You would think a music director would be eager to put his name on new works, to prod his company to foster the future. But during a 2013 interview with Charlie Rose, Levine pushed back against the suggestion that the Met should present a new opera each season. “I wish I really thought there was a new opera good enough for the Met every year,” he said. It was a dismaying comment.
His accomplishments are documented in a huge catalog of recordings and videos, which have been omnipresent in the Met’s schedule of free nightly streams over the past year. His impact also looms, tragically, in the lives of the men he is accused of taking advantage of.
At the end of that “Meistersinger” in 1995, after the jubilant scene of cheering townspeople, Levine’s arms dropped to his sides. For a moment, there was silence in the opera house. Then the ovation broke out, and went on and on.

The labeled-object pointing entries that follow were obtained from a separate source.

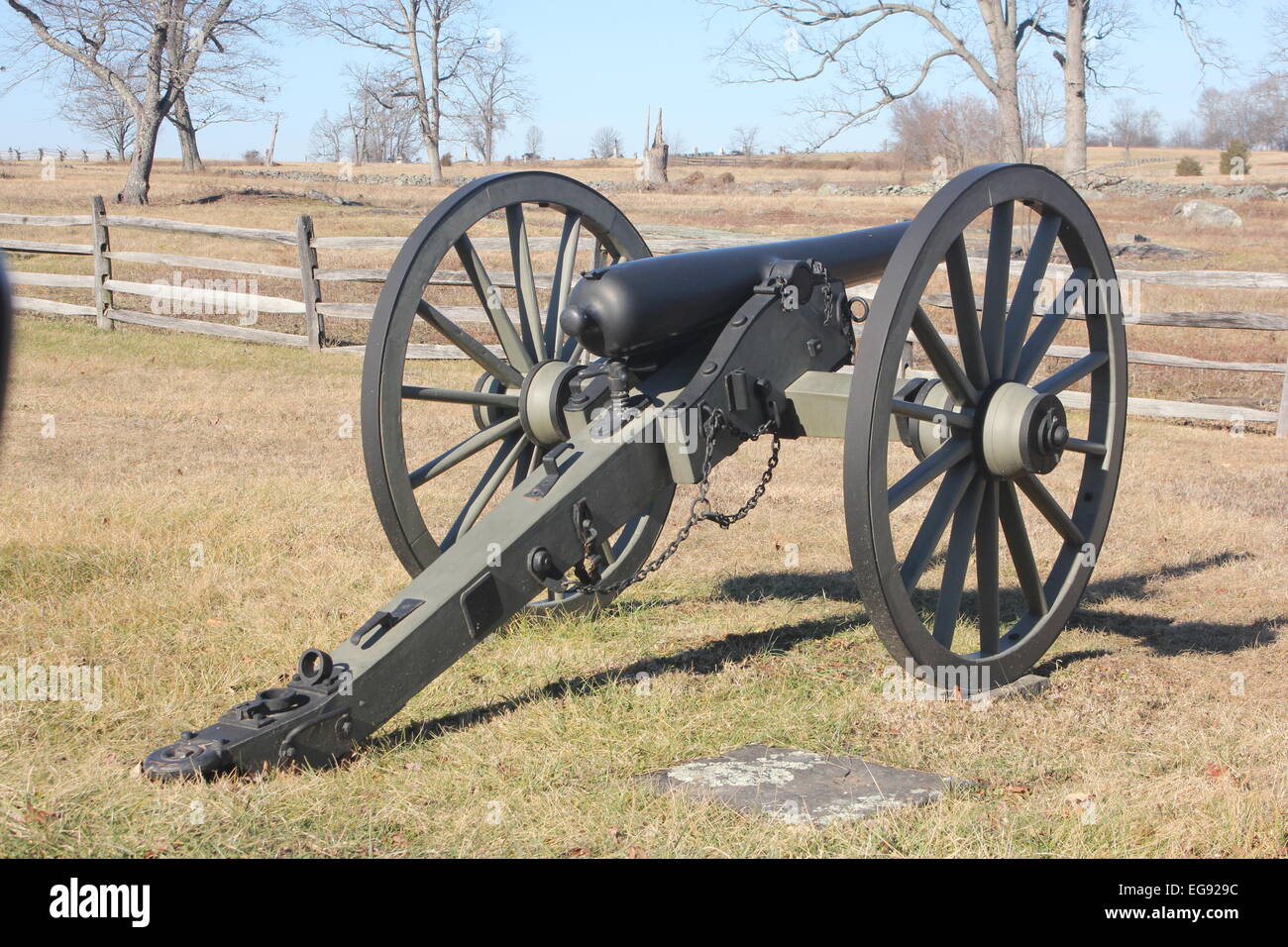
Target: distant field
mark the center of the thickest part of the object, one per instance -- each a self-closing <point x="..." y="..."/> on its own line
<point x="1162" y="733"/>
<point x="394" y="210"/>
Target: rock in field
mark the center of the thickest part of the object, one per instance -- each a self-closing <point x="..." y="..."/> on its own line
<point x="1207" y="214"/>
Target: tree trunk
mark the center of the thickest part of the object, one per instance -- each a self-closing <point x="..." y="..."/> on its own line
<point x="181" y="120"/>
<point x="1076" y="89"/>
<point x="271" y="142"/>
<point x="1009" y="119"/>
<point x="653" y="158"/>
<point x="1000" y="24"/>
<point x="428" y="99"/>
<point x="137" y="180"/>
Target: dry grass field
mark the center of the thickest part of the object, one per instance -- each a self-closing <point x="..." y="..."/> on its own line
<point x="191" y="513"/>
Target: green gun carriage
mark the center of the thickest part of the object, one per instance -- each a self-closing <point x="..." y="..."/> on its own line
<point x="635" y="373"/>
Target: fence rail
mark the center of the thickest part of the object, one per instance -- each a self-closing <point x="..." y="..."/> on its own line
<point x="59" y="154"/>
<point x="316" y="309"/>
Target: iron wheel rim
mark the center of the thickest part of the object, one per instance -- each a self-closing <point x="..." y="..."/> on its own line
<point x="385" y="447"/>
<point x="879" y="569"/>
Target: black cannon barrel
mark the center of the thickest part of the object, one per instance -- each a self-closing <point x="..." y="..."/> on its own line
<point x="644" y="305"/>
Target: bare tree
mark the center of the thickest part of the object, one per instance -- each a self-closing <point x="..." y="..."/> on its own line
<point x="99" y="111"/>
<point x="1132" y="127"/>
<point x="327" y="140"/>
<point x="1085" y="55"/>
<point x="492" y="90"/>
<point x="745" y="140"/>
<point x="1039" y="107"/>
<point x="102" y="37"/>
<point x="653" y="158"/>
<point x="605" y="144"/>
<point x="220" y="90"/>
<point x="532" y="142"/>
<point x="382" y="125"/>
<point x="948" y="134"/>
<point x="825" y="34"/>
<point x="430" y="42"/>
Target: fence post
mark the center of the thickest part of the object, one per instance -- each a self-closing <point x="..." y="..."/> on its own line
<point x="1282" y="427"/>
<point x="309" y="289"/>
<point x="102" y="264"/>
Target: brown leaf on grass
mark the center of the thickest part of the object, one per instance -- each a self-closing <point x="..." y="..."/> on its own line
<point x="1215" y="771"/>
<point x="38" y="815"/>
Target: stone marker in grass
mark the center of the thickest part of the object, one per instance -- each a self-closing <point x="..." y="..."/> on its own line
<point x="798" y="787"/>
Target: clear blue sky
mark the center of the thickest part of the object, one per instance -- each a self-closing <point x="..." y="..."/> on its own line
<point x="605" y="62"/>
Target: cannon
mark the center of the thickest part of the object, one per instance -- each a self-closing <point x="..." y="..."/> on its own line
<point x="638" y="373"/>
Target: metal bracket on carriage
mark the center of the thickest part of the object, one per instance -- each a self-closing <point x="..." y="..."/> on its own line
<point x="758" y="344"/>
<point x="305" y="722"/>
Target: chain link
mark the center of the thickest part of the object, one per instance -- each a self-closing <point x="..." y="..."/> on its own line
<point x="699" y="510"/>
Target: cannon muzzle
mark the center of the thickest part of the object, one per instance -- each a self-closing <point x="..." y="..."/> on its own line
<point x="647" y="305"/>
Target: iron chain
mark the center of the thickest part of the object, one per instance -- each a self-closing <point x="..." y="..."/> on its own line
<point x="699" y="510"/>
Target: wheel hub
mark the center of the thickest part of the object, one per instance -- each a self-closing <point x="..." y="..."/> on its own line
<point x="1020" y="431"/>
<point x="541" y="399"/>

For all the extraordinary singing, Levine and the orchestra were the heroes of the afternoon. That orchestra has spent the pandemic furloughed without pay. About 40 percent of the players left the New York area. More than a tenth retired.
The ensemble has been locked in a tense battle over its future with the Met’s management. The musicians recently voted to accept reduced paychecks in exchange for returning to the bargaining table, where the company is seeking lasting pay cuts that it says are needed to survive the pandemic.
One way for the Met to honor the best elements of Levine’s hopelessly tarnished legacy would be to save the magnificent orchestra he built.